The Florida Press Association has a comprehensive website that places all of the notices under one umbrella. It’s called floridapublicnotices.com. We have invested hundreds of thousands to build this website. We have over 32,000 registered users and over 70,000 monthly page views, in addition to the notices in the newspapers and their websites. And it’s free for the public to use. Why reinvent the wheel now?
If this bill is passed, city and county governments will be required to recreate the same infrastructure, which will not be cheap. In fact, the promised savings may not be there. Nor will the audience — without a major investment in marketing to direct citizens to what would be hundreds of government websites.
Despite what you read and hear, media companies are alive and well. Our weekly newspapers are growing, and our dailies are growing digital subscriptions and page views.
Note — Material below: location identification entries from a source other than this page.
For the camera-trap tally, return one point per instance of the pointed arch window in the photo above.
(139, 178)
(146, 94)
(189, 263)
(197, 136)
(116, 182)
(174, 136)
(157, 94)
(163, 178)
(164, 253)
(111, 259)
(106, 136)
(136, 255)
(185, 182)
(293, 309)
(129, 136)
Newspapers in Florida reach 7.5 million readers in any given week, and our websites typically reach more audiences than most city or county websites. They draw a minimum of 58 million unique online users in any given month.
By moving notices to government websites, not only would you reduce their reach; you also lose the active and well-informed citizen. These are people who read often and find notices while staying current with other community news.
While this bill claims to save cities and counties money, the unintended consequence is that notices will lose both readership and the legally important third-party verification.
Placing notices in newspapers — in print and online — provides a verifiable public record through sworn required affidavits of publication. Does the government really want to take on this responsibility of residents not being properly notified?
Let’s keep Florida transparent and informed. Please feel free to call your local legislator to share your voice before it’s too late.
Jim Fogler is the president and CEO of the Florida Press Association.